Geospatial Analysis Geospatial analysis is the gathering, display, and manipulation of imagery, GPS, satellite photography and historical data, described explicitly in terms of geographic coordinates or implicitly, in terms of a street address, postal code, or forest stand identifier as they are applied to geographic models. The many applications of geospatial analysis includes customer segmentation, asset management, risk analysis, strategic location determination etc. One area of interest in retail management is that of trade area analysis, which is a subset of geospatial analysis. Retail location is considered to be one of the most important elements in retail marketing strategy, because of its immense advantages at the cost of long-term capital commitment. A good locations can lead to strong competitive advantages, simply because location is one of factor that cannot be easily imitated by competitors, raising barriers to entry (Öner, 2014).

As such, analysis of trade areas and its impact on a company’s revenue is deemed to be extremely important. However, these analysis was usually carried out by gut feeling, before the introduction of spatial modelling in the 80s and 90s, used to analyse the effectiveness of store locations for major grocery retailers in the UK (Wood, 2007).
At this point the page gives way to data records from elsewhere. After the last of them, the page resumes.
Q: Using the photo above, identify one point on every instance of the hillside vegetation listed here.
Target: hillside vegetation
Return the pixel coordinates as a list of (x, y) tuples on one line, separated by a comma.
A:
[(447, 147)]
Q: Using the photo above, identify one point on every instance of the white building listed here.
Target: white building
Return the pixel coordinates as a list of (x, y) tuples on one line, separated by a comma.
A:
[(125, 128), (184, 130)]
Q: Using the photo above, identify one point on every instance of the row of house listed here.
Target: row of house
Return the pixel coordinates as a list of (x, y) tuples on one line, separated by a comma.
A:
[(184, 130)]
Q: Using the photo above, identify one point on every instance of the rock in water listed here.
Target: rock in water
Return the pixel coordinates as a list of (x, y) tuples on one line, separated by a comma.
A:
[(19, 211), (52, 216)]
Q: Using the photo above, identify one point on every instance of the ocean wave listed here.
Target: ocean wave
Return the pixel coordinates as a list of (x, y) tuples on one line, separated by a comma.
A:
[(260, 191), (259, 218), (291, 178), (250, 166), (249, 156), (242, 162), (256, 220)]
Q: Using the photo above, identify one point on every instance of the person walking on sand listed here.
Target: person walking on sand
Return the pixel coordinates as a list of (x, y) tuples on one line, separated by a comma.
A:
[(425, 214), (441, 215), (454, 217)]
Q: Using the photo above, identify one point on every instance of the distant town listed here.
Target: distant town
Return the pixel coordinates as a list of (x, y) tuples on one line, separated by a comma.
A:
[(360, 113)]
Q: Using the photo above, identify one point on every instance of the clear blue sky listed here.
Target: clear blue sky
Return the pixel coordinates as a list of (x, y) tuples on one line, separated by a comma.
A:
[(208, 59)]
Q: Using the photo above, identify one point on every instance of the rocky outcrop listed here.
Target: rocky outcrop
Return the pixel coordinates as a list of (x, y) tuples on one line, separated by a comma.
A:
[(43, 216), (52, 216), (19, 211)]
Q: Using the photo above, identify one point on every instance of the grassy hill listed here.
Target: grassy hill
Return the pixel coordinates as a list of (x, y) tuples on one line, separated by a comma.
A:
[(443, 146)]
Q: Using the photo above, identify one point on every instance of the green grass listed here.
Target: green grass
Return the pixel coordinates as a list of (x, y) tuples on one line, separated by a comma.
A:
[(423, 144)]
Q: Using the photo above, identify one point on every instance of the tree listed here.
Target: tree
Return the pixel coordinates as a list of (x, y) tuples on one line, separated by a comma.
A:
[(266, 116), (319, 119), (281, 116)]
One prevalent method used to analyse trade areas and revenue is the dominant store analysis (Clarke, 2006), where customers will travel to the nearest store within a specific trade area; thus based a store’s location in a trade area can be used to evaluate its effectiveness.

However, most studies examine trade area analysis in terms of competition, but few studies have examined it in terms of cannibalisation. Sugar has multiple merchants that have stores within close proximity of each other. This may create a situation where cannibalisation occurs, which will reduce the effectiveness and revenue stream of certain branches. Our study will attempt to narrow down and analysis the cannibalisation effect based on spatial distribution of stores.